Melodies of the World to Come

The melodies in Kabbalah could be described as melodies of the “World to Come,” as they serve the purpose of bringing the Upper Worlds to this world. Singing evokes blessings from Above so that they manifest in all lower worlds.

In the words of Rabbi Elazar Azikri (1533–1600), “Those who aspire shall sing praises unto spiritual heights, unto the Upper Ones and lower ones, fastening all the worlds with the tie of faith.” (In Kabbalah, “faith” means attainment of the Creator.)

Tuning Your Inner Instrument

To understand what the Kabbalistic composer wants to express in the melody, you merely need to listen, and your understanding works automatically. By listening to the melodies of a Kabbalist, you have the opportunity to be affected to a certain degree by their impressions of the spiritual worlds.

There is a soul in each of us, and the soul of a Kabbalist resembles a musical instrument that plays properly and feels properly, similar to King David’s biblical violin. This is no ordinary violin, but the inner Kli (vessel/instrument) of a Kabbalist’s soul. In it, the Kabbalist feels reality in a certain way and can express it in melodies.


Spiritual Sparks

When a person acquires the quality of Bina, mercy, he or she feels calm and serene.
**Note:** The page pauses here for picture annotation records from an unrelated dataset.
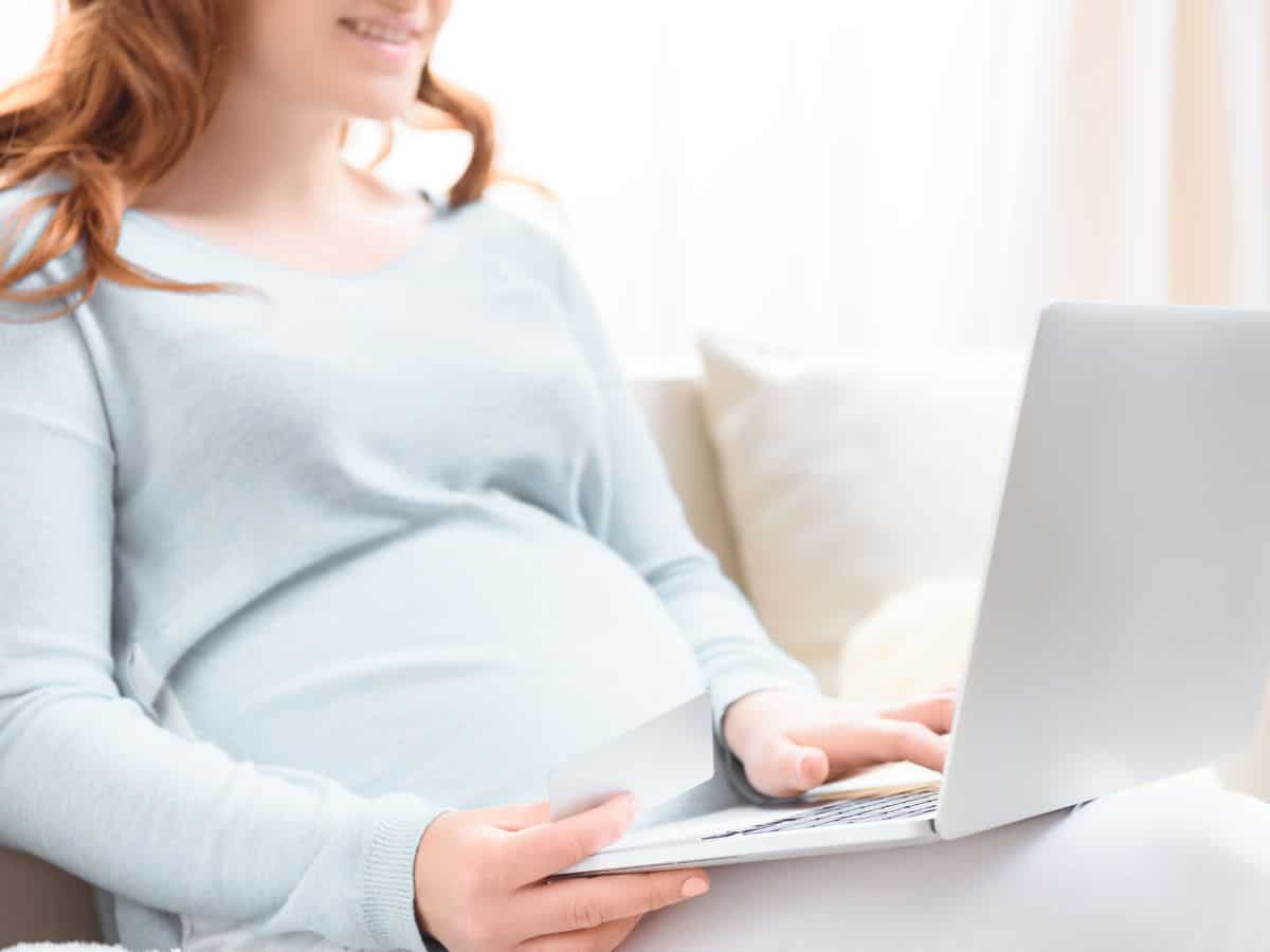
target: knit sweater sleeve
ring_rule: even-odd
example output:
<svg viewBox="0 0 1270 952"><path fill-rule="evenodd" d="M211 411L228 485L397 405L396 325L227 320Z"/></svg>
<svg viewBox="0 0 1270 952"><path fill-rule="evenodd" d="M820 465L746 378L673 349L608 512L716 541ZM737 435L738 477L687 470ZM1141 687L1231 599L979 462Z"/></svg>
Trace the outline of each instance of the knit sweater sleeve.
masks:
<svg viewBox="0 0 1270 952"><path fill-rule="evenodd" d="M734 701L762 688L818 693L815 677L771 640L744 593L693 534L585 279L565 241L544 235L564 312L603 402L612 493L598 534L644 576L691 644L733 787L751 801L771 800L745 781L724 741L724 713Z"/></svg>
<svg viewBox="0 0 1270 952"><path fill-rule="evenodd" d="M237 762L121 694L116 454L77 317L30 321L60 305L0 301L0 843L154 909L424 952L414 856L441 809Z"/></svg>

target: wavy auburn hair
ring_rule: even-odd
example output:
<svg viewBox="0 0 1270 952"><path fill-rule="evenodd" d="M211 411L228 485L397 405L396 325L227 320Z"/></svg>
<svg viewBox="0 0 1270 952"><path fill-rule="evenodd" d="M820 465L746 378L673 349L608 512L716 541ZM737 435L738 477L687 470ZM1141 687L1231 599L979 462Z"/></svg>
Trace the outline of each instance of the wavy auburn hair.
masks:
<svg viewBox="0 0 1270 952"><path fill-rule="evenodd" d="M0 189L52 173L70 179L66 192L36 195L11 222L0 245L0 301L42 302L79 292L80 300L36 320L52 320L86 301L102 278L119 284L182 292L229 291L222 283L185 283L146 272L116 253L124 209L185 154L206 127L225 90L226 51L239 25L240 0L61 0L48 48L36 69L0 90ZM457 128L472 156L453 184L458 207L479 198L495 179L523 182L494 169L494 121L478 95L437 80L424 65L418 128ZM392 149L391 123L373 169ZM348 123L340 145L348 138ZM554 197L554 195L552 195ZM30 250L5 267L18 235L46 208L48 226ZM33 291L23 278L84 242L84 268L72 278Z"/></svg>

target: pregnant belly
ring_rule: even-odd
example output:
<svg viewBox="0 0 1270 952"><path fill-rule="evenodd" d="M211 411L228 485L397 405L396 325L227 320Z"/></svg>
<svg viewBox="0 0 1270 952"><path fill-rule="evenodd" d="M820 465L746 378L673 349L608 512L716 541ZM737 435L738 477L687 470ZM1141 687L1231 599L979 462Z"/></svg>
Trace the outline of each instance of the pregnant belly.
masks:
<svg viewBox="0 0 1270 952"><path fill-rule="evenodd" d="M629 562L490 496L221 626L173 687L234 757L470 807L544 798L563 758L701 683Z"/></svg>

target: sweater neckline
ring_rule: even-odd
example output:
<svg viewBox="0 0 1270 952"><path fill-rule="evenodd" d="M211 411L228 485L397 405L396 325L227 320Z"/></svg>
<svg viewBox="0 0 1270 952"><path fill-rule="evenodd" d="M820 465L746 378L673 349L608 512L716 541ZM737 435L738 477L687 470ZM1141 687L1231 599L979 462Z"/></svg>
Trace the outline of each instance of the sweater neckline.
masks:
<svg viewBox="0 0 1270 952"><path fill-rule="evenodd" d="M450 208L447 206L438 203L436 198L433 198L433 195L429 194L425 189L417 188L415 192L418 192L420 198L423 198L423 201L431 204L433 208L433 217L428 222L427 227L424 227L423 234L419 237L417 237L405 249L405 251L399 254L396 258L390 259L385 264L361 272L328 272L328 270L320 270L318 268L305 268L298 264L279 261L276 258L264 258L245 249L234 248L232 245L229 245L217 239L206 237L197 232L189 231L188 228L183 228L178 225L166 222L163 218L159 218L141 208L128 207L127 209L124 209L124 216L131 217L135 222L142 225L144 227L154 232L163 234L169 240L175 240L183 245L187 245L188 248L198 251L202 255L206 255L208 251L213 251L226 258L234 258L240 261L248 261L257 268L286 272L287 274L315 278L318 281L342 281L342 282L368 281L391 274L399 270L400 268L405 267L406 264L409 264L411 260L414 260L417 254L419 254L427 245L432 244L433 232L437 230L437 225L439 225L447 217L450 212Z"/></svg>

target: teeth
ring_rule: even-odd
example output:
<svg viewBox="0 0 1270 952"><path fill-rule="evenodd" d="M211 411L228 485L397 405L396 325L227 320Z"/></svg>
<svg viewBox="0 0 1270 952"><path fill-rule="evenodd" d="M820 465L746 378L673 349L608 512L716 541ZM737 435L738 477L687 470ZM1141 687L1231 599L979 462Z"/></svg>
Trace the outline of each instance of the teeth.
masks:
<svg viewBox="0 0 1270 952"><path fill-rule="evenodd" d="M371 39L382 39L387 43L405 43L410 39L410 34L405 30L391 29L375 20L342 20L347 24L351 30L357 33L359 37L370 37Z"/></svg>

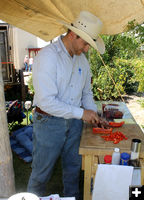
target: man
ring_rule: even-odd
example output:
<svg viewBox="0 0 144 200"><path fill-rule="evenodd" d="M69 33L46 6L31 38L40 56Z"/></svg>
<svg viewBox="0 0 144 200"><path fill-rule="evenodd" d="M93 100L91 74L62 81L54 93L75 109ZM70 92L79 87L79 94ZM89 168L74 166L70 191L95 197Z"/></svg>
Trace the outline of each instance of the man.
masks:
<svg viewBox="0 0 144 200"><path fill-rule="evenodd" d="M86 53L92 45L104 53L99 37L101 21L82 11L68 33L43 48L33 64L35 90L33 163L28 191L45 195L57 158L61 155L64 196L79 197L81 157L78 154L82 120L105 125L97 115L91 92Z"/></svg>

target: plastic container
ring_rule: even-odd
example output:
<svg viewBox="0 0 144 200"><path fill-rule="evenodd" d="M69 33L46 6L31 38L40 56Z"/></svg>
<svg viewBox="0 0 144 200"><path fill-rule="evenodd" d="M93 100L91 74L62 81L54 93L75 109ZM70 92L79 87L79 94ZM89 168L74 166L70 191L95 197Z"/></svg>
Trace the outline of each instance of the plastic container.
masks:
<svg viewBox="0 0 144 200"><path fill-rule="evenodd" d="M112 165L120 164L120 149L114 148L114 152L112 154Z"/></svg>
<svg viewBox="0 0 144 200"><path fill-rule="evenodd" d="M120 165L129 165L130 154L124 152L121 154Z"/></svg>
<svg viewBox="0 0 144 200"><path fill-rule="evenodd" d="M141 140L132 139L131 143L131 160L139 159L139 152L141 148Z"/></svg>
<svg viewBox="0 0 144 200"><path fill-rule="evenodd" d="M105 155L104 162L105 164L111 164L112 156L111 155Z"/></svg>

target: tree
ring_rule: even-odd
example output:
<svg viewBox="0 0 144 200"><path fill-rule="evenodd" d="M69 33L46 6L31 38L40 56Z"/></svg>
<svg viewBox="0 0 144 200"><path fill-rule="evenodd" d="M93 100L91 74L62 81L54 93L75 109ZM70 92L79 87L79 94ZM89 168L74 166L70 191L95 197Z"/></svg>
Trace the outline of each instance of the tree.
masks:
<svg viewBox="0 0 144 200"><path fill-rule="evenodd" d="M92 71L92 89L95 99L116 99L121 94L144 92L143 52L144 25L129 23L128 32L103 36L106 51L101 55L90 49L88 59ZM112 80L112 79L114 80ZM114 84L115 82L115 84Z"/></svg>
<svg viewBox="0 0 144 200"><path fill-rule="evenodd" d="M14 193L15 183L12 152L9 142L0 60L0 197L9 197Z"/></svg>

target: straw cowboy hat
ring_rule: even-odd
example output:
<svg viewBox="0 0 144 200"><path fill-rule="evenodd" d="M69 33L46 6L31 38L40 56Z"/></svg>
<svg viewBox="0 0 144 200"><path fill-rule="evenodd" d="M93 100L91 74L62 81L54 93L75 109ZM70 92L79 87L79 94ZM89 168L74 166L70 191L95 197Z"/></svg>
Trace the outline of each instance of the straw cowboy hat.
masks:
<svg viewBox="0 0 144 200"><path fill-rule="evenodd" d="M105 52L104 42L99 36L102 30L102 22L92 13L81 11L73 23L68 24L64 21L61 21L61 23L79 35L101 54Z"/></svg>

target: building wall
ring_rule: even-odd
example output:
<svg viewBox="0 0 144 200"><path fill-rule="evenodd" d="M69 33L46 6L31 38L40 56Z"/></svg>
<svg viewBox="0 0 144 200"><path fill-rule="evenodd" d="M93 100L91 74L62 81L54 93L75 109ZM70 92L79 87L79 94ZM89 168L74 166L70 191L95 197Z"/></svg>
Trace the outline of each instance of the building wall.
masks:
<svg viewBox="0 0 144 200"><path fill-rule="evenodd" d="M14 65L17 70L24 67L24 57L28 55L28 48L38 48L37 37L13 27L13 54Z"/></svg>

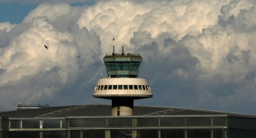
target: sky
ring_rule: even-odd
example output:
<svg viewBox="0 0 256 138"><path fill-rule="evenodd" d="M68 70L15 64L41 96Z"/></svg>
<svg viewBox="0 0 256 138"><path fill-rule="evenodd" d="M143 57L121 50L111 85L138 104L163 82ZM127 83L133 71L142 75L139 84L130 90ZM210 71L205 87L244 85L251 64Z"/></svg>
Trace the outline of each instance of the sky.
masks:
<svg viewBox="0 0 256 138"><path fill-rule="evenodd" d="M255 12L255 0L0 0L0 110L111 104L92 95L124 45L153 93L135 105L256 114Z"/></svg>

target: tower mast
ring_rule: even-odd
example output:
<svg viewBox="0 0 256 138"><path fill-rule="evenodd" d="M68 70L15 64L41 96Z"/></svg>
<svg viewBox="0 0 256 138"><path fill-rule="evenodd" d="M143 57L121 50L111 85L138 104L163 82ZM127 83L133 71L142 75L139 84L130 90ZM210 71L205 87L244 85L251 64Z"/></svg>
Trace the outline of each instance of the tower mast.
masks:
<svg viewBox="0 0 256 138"><path fill-rule="evenodd" d="M100 78L93 97L112 100L112 116L133 115L134 100L150 98L152 93L147 79L138 78L143 58L139 55L107 55L104 63L108 78Z"/></svg>

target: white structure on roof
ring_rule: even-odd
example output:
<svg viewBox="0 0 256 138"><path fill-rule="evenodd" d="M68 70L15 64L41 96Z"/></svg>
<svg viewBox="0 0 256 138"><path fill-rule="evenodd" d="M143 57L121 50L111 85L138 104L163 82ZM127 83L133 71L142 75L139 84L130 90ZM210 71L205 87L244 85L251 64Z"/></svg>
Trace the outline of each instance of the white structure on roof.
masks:
<svg viewBox="0 0 256 138"><path fill-rule="evenodd" d="M133 115L134 100L152 97L147 79L138 78L143 58L113 52L103 58L108 78L98 80L93 97L112 100L113 116Z"/></svg>

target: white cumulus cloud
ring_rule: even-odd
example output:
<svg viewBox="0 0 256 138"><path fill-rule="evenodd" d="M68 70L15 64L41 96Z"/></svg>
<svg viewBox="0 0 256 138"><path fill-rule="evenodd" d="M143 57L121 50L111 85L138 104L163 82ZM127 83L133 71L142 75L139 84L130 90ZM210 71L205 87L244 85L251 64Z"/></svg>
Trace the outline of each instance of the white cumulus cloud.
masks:
<svg viewBox="0 0 256 138"><path fill-rule="evenodd" d="M152 99L136 102L255 113L255 7L250 0L42 3L21 23L0 23L0 108L97 101L102 59L125 45L143 57L140 76L153 90Z"/></svg>

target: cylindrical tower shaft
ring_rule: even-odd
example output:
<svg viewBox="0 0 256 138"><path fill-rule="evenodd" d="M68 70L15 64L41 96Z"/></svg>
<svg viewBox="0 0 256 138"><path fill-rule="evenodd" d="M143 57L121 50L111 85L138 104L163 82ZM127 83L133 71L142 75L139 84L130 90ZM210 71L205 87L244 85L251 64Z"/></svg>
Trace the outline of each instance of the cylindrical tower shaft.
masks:
<svg viewBox="0 0 256 138"><path fill-rule="evenodd" d="M134 99L112 99L112 116L130 116L134 112Z"/></svg>
<svg viewBox="0 0 256 138"><path fill-rule="evenodd" d="M103 58L108 78L100 78L93 97L112 100L112 116L133 115L134 100L152 97L146 79L138 78L143 58L139 55L114 52Z"/></svg>

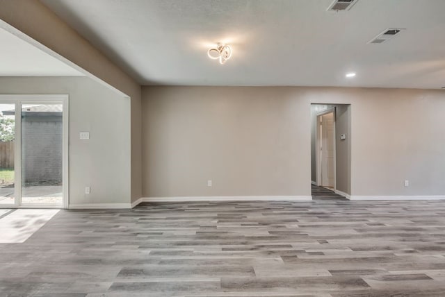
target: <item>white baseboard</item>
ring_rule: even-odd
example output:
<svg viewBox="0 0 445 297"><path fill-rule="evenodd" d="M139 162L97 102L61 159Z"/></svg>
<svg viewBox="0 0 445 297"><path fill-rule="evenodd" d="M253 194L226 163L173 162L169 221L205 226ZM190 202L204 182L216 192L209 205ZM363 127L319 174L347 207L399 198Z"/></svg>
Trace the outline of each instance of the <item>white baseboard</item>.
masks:
<svg viewBox="0 0 445 297"><path fill-rule="evenodd" d="M85 203L70 204L70 210L125 210L132 208L132 203Z"/></svg>
<svg viewBox="0 0 445 297"><path fill-rule="evenodd" d="M442 200L445 196L351 196L350 200Z"/></svg>
<svg viewBox="0 0 445 297"><path fill-rule="evenodd" d="M334 189L334 193L337 194L339 195L341 195L343 197L345 197L346 199L350 200L350 195L348 194L348 193L345 193L344 192L341 192L339 189Z"/></svg>
<svg viewBox="0 0 445 297"><path fill-rule="evenodd" d="M134 208L135 207L138 206L138 204L142 202L144 202L144 198L143 197L140 197L139 199L131 203L131 208Z"/></svg>
<svg viewBox="0 0 445 297"><path fill-rule="evenodd" d="M193 201L310 201L312 196L204 196L184 197L143 197L140 202L193 202Z"/></svg>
Rav Baruch Ashlag expressed it in his gentle melody to the words from Psalms (116), “For thou hast delivered my soul.”


Spiritual Harmony

You can use Kabbalist tunes to connect to the spiritual roots from which they were written without having to work hard. Just relax and listen to the music.

Yet there is information in the notes themselves. The notes in Kabbalah are not random or “free form.” Their harmony is built on Kabbalistic rules and notes are chosen according to the way a soul is built. They are a way to climb the ladder. You (the listener) feel them penetrating deep within your soul, unobstructed. This happens because of the direct connection between your soul and the roots of the notes.

Go back to Chapter 10 and think of the spiritual nature of Hebrew letters and their representation of numbers. The most important thing in Kabbalistic music is not the notes themselves, but all the fine nuances that exist between them.

Just to give you a sense of it, in Chapter 10 we said that there are Taamim (flavors), Nekudot (dots under, within, and above the letters), Tagin (tags on top of the letters), and Otiot (letters). These represent nuances formed by the impression from the Light—impressions, for instance, of Reshimot leaving and reentering the spiritual vessel.


Spiritual Sparks

Singing is the call of the soul, … the song, to which the Upper and the lower ones in all the worlds awaken. The song is like a spring from Above, a repose of the Upper One, the Divine mercy. The song adorns the Holy Supernal Name, Malchut, the receptacle of the Creator. And this is why it is the Holy of Holies.

—Rav Yehuda Ashlag The Sulam Commentary on The Zohar


It is the same with melodies. Musicians who understand how to play Kabbalistic melodies are few and far between. The difference between one who plays nicely and one who plays correctly lies in the extent to which one understands where the important things are. What’s most important lies not in the sounds, but in the tiniest symbols, in how the sound begins and ends.

I had a wonderful student who played the violin. “I’m ready to play only on the condition that you will hold my hand,” he would tell me. And he was right—Kabbalah music is about conveying the right feeling, not the accurate note.